This is a post copied from another topic, but the question comes up often enough that it merits being a 'sticky'. Some notes regarding how I've handled bumper repairs...
The 3M collision website
is a great place to go look at and research the products for lots of different types of repairs. Look at this section on plastic repair
. I'm a big fan of 3M products and have used them many times on these repairs.
So, this is the way I do it. Others may do this differently...there are always a few good ways to get to the same end result. I've had bumpers that were basket cases turn out great (and probably spent too much time on them instead of hunting down a good replacement from a salvage yard!
The bumper should come off the car for this.
1. Clean the entire bumper really well with a mild soap/water solution.
2. Clean the entire bumper with a wax/grease remover. In the following steps, after each sanding step you should blow the part off and clean with w&g remover again.
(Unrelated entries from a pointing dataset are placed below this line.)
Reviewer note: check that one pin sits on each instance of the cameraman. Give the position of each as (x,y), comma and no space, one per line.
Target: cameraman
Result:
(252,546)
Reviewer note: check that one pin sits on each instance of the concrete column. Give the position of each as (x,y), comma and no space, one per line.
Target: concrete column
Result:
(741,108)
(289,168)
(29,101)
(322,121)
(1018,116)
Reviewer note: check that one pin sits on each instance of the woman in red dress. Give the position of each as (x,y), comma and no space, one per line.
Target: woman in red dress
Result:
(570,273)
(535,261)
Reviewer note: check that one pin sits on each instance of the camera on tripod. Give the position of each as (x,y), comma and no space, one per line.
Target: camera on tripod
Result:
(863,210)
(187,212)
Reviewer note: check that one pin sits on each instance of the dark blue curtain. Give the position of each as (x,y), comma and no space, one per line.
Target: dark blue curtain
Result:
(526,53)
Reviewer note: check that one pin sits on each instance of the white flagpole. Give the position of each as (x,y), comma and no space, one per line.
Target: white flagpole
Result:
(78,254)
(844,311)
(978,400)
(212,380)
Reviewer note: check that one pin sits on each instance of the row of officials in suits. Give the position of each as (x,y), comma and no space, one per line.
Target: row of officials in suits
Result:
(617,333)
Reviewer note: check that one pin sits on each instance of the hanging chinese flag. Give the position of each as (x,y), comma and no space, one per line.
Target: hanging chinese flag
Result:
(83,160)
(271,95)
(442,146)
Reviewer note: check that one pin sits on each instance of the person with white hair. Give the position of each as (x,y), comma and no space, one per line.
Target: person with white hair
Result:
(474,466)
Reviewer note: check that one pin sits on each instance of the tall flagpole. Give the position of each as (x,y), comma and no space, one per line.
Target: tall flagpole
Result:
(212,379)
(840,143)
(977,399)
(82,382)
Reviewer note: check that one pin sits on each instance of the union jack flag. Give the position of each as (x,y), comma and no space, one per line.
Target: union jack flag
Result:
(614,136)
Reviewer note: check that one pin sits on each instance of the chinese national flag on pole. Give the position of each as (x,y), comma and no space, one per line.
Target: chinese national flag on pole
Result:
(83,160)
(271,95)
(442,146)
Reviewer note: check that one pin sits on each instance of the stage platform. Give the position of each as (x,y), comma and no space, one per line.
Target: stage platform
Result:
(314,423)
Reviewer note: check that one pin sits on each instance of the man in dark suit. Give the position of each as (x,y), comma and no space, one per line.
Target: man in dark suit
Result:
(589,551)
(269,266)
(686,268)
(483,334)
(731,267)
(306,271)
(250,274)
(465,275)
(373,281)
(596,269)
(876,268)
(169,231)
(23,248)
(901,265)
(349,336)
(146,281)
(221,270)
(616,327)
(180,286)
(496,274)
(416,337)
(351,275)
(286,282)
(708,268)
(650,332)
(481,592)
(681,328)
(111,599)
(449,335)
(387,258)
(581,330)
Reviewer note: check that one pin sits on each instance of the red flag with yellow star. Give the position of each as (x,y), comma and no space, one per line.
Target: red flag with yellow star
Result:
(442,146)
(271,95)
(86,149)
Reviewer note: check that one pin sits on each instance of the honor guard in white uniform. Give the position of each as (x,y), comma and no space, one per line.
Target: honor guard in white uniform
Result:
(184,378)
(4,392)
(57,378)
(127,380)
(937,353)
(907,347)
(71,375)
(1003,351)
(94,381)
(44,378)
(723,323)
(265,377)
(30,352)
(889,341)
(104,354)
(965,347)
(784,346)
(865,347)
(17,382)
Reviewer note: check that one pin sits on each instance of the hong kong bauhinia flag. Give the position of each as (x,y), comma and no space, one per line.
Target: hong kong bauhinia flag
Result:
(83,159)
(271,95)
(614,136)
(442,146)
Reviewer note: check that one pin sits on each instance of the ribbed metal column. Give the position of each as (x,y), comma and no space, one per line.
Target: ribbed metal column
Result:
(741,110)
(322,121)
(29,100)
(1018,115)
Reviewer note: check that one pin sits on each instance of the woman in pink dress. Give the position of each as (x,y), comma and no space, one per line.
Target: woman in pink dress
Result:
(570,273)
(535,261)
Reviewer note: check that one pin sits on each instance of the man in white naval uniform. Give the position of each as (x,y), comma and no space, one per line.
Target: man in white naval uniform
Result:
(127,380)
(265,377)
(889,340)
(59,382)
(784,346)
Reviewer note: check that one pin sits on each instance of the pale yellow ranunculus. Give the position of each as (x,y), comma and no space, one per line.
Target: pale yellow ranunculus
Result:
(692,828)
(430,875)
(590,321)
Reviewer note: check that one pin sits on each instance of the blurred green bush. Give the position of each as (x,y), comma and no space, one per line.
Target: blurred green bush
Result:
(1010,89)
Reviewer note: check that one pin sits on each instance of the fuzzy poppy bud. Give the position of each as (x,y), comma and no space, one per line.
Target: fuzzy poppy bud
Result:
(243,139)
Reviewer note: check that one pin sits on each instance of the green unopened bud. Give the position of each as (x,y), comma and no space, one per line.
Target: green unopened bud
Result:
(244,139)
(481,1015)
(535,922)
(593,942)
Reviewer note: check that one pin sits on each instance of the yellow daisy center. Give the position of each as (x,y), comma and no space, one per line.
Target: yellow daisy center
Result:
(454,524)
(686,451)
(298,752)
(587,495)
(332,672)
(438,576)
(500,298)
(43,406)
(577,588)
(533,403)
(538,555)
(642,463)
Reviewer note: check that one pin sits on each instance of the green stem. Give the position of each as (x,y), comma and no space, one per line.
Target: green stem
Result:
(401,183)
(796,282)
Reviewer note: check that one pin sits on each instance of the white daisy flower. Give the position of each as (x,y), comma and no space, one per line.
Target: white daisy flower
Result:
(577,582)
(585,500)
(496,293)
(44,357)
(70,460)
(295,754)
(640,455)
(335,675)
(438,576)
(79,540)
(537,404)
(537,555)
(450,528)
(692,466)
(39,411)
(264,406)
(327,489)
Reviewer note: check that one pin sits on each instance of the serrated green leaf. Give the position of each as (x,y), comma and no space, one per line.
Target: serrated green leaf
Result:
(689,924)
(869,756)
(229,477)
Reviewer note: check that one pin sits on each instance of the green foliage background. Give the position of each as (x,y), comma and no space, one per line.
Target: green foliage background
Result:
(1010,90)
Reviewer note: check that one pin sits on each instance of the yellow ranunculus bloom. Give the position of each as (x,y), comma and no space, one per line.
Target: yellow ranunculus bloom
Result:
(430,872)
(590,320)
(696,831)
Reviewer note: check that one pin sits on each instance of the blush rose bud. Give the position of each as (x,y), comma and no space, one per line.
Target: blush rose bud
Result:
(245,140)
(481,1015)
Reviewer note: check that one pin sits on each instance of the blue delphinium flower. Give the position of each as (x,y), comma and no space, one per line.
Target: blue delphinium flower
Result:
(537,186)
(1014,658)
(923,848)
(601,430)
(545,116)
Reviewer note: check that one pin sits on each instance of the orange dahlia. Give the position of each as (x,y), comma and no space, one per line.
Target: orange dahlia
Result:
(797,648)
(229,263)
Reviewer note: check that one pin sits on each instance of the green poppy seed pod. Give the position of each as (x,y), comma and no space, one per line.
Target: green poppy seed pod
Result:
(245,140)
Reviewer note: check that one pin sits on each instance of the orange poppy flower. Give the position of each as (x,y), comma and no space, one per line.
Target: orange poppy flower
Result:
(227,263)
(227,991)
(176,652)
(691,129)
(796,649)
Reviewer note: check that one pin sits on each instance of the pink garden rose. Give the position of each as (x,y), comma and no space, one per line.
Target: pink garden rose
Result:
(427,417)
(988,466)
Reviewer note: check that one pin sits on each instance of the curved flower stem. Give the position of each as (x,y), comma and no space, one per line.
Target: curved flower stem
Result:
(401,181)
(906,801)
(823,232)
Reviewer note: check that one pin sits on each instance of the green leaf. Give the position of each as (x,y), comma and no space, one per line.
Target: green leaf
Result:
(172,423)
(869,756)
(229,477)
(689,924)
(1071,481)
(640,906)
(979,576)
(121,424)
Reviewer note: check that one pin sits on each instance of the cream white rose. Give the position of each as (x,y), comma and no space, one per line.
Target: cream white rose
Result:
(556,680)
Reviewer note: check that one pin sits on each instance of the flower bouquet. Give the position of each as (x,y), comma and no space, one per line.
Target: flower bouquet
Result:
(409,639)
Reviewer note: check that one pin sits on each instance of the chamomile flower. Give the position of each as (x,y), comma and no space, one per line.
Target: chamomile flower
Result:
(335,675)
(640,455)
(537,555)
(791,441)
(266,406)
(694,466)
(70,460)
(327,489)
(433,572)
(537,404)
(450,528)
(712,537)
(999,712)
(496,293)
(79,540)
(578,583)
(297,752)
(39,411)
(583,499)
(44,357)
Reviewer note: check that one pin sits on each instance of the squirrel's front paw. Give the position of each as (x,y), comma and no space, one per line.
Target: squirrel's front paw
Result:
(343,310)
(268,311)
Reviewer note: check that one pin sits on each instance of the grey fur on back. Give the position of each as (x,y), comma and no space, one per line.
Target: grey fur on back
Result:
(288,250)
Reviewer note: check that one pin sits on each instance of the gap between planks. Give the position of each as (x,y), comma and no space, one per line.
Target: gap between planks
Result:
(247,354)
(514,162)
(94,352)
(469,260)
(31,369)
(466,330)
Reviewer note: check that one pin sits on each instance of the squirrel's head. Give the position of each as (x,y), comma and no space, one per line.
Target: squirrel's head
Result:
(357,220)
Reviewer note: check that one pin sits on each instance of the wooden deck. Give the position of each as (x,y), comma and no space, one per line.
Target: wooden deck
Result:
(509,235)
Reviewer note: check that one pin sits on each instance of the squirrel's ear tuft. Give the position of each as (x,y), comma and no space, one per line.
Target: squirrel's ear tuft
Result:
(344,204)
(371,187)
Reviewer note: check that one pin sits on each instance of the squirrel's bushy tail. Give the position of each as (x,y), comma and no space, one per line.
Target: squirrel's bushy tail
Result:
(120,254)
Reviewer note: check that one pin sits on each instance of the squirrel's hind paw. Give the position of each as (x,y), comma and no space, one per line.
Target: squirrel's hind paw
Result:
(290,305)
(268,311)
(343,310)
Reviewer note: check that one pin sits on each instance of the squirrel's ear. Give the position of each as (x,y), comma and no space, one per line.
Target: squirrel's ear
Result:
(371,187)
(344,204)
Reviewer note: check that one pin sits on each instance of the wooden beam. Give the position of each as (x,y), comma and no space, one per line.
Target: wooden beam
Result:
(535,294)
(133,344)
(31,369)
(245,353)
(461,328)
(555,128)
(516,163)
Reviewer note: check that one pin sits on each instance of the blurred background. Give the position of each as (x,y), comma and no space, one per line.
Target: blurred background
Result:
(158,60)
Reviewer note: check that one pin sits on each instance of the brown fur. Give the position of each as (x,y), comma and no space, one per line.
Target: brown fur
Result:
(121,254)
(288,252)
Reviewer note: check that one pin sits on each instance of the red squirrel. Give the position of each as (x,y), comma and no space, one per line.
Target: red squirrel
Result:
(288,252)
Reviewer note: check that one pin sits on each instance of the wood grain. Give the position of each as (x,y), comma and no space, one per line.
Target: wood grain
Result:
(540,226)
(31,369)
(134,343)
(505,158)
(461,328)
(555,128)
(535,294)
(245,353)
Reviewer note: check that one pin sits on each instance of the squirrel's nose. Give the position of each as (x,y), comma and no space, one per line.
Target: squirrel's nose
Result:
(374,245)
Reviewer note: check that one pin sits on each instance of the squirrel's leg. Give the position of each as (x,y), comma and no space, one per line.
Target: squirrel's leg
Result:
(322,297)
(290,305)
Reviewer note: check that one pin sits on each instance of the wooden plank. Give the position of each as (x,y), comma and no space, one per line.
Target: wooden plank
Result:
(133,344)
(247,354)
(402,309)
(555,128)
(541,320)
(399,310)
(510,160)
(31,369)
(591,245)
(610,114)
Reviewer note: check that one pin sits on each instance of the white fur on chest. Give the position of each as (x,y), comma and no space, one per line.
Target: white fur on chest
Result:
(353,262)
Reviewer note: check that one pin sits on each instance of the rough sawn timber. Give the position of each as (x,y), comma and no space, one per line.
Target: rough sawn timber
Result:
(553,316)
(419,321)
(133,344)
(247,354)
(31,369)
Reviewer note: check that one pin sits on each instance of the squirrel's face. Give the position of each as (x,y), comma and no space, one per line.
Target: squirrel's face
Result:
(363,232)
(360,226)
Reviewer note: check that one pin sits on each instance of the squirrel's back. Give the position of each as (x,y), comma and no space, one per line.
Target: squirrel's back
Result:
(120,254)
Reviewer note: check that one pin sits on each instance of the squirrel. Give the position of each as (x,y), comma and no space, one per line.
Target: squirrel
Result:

3. Sand the damaged areas (where you will be applying a repair epoxy) with 80 grit. Feather out any areas where the paint is damaged but the bumper itself is not damaged, with 180 grit. Also, around any of your 80 grit damaged/sanding areas, feather out into the paint around that with 180 grit as well.
If you have any crack-throughs in the bumper it needs to be plastic-welded, or at a minimum bridged with a repair patch like this one
, from the back side of the bumper.
4. Apply 3M flexible parts repair epoxy
over the damaged (80 grit) areas, but first you need to spray a wet coat of poly adhesion promoter
5. Block sand the epoxy repairs down to 180 grit, then spray another coat of adhesion promoter and apply a skim coat of epoxy putty again over the repaired areas, and any areas where you had previously sanded with p180 grit paper.NOTE: Regardless of a/b choices below, any repaired areas will need either a sealer or a primer, before base color. Safest bet is to just apply sealer over the entire bumper.6a
. If you are NOT
going to shoot a sealer coat over the entire bumper before color (e.g. if you are shooting a dark color or a color that achieves excellent hiding with no concern about color differences on your substrate): Block sand all the repaired surfaces of the bumper through p220 grit, then p320, p400 then finish with p600 if you are shooting metallic paint (stop at p400 for solid colors). Feather into non-repaired areas. Any areas of the bumper you didn't have to touch (i.e. still has clearcoat), sand with p600 or use a 3m Scotchbrite dark grey pad.6b
. If you are going to shoot a sealer coat over the entire bumper before color (e.g. if you are shooting a light or translucent color that will appear blotchy if the substrate is different colors): Block sand all the repaired surfaces of the bumper through p220 grit, then p320. Any areas of the bumper you didn't have to touch (i.e. still has clearcoat), sand with p400 or use a 3m Scotchbrite maroon pad.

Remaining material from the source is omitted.